In Japan, the term “tsundoku” refers to people who buy a lot of books but never get around to reading them. It can also apply to books that are sitting on a bookshelf, ready to be read at a later time. If this sounds like you—a literary hoarder who owns a large number of unread books—then you are a tsundoku.
Just like “bibliomania,” a tsundoku is obsessed with collecting books. However, the Japanese term specifically refers to the act of collecting books without the immediate intention of reading them, but instead they end up piling up; it is the practice of purchasing more books than you can actually read. The prime difference between tsundoku and bibliomania is that while bibliomania is characterized by an obsession with collecting books, the accumulation of books in tsundoku is merely by accident.
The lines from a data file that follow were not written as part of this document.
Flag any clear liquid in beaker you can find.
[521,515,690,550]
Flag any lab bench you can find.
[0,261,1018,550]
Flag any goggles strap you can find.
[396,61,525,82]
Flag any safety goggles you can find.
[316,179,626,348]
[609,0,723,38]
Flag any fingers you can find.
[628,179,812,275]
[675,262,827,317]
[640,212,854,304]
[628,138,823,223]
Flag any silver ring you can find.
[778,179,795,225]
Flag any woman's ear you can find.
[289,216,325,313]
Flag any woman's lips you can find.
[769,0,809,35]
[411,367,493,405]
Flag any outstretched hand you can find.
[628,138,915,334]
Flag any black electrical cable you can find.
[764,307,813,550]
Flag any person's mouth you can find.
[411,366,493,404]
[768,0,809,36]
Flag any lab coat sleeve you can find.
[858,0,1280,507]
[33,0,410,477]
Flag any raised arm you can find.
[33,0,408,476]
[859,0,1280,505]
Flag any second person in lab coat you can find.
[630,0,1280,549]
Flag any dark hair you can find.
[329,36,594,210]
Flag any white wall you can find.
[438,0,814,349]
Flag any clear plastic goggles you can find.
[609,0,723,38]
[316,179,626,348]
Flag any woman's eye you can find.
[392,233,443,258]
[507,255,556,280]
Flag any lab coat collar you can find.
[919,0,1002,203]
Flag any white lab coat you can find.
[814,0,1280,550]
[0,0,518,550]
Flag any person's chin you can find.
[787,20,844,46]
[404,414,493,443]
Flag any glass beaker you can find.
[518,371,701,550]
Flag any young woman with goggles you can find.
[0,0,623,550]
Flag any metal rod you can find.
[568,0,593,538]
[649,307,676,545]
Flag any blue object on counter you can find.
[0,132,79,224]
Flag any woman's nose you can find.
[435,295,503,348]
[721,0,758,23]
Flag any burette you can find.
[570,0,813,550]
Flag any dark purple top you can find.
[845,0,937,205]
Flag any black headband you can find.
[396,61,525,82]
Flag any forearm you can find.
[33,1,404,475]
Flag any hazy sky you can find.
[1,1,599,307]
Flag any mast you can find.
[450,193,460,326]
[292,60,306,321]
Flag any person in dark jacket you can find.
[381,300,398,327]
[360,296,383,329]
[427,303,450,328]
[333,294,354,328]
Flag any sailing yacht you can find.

Another term related to tsundoku is “bibliophilia,” which is the love of reading and collecting books. Compared with bibliomania—which is an obsessive-compulsive disorder of hoarding books to the point of damage to social relations—bibliophilia is the healthy kind, that special feeling of admiration for books and the joy of reading, usually by someone whom you can describe as a “bookworm,” which is another related term.
Tsumu, a Japanese verb that translates to “to pile up,” is the origin of “tsun” in “tsundoku,” whereas “doku” is a typical way to describe “read” in Japanese. When “tsumu” and “doku” are combined in Japanese, the resulting word aptly describes the process of allowing books to accumulate.
Being called a tsundoku does not carry any stigma in Japan, despite the fact that this may sound like an insult; rather, the term is only a friendly slang expression.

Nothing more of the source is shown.